As to the flap raised over the number of county officials' family members working in the sheriff's office, Jones concedes that "that's how it's been done. It was going on long before this situation and my appointment. But the fuss is being raised now. If it's going to be changed, change it, and I'll abide by that," he says, indicating he's not going to fire anyone for their family connections. He says he's already had piles of applications for work in the department since his appointment, but says that "none, so far as I know, are related to commissioners."

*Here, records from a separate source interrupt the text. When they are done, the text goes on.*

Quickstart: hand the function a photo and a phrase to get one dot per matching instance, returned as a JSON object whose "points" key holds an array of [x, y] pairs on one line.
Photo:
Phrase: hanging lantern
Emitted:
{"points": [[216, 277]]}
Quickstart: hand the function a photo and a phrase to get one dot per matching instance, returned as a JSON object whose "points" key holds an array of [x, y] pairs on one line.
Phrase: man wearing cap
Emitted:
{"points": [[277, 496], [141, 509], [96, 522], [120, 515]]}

"We have 1,000 people working here [including deputies and the civilian employees of the sheriff's department]," Jones says, "and we're going to make mistakes, but given the opportunity, we'll correct them."
One cold case that sticks in Jones' craw is the stabbing death of Johnia Berry in her West Knoxville apartment in 2004.
"It's as hard a case as I've seen in 28 years in law enforcement," he says, and it's technically not a cold case. "We have a detective assigned to work that case every day, running down leads. That's all he does.
"I feel for the [Berry] family, and I understand their frustration, but it's discouraging to me that they say we're not working on it," says Jones "There's been more lab work done than on it than any case I've ever seen, and we've had suspects, but the DNA didn't match. We've got the DNA [of the killer], and ultimately we'll find the right person. It's frustrating to us, too."
It's that sort of stick-to-it-iveness that got Jones promoted and assigned to investigative work in the first place, and I'm betting he does what it takes to prove himself a good sheriff and win the office outright. I hope I'm right.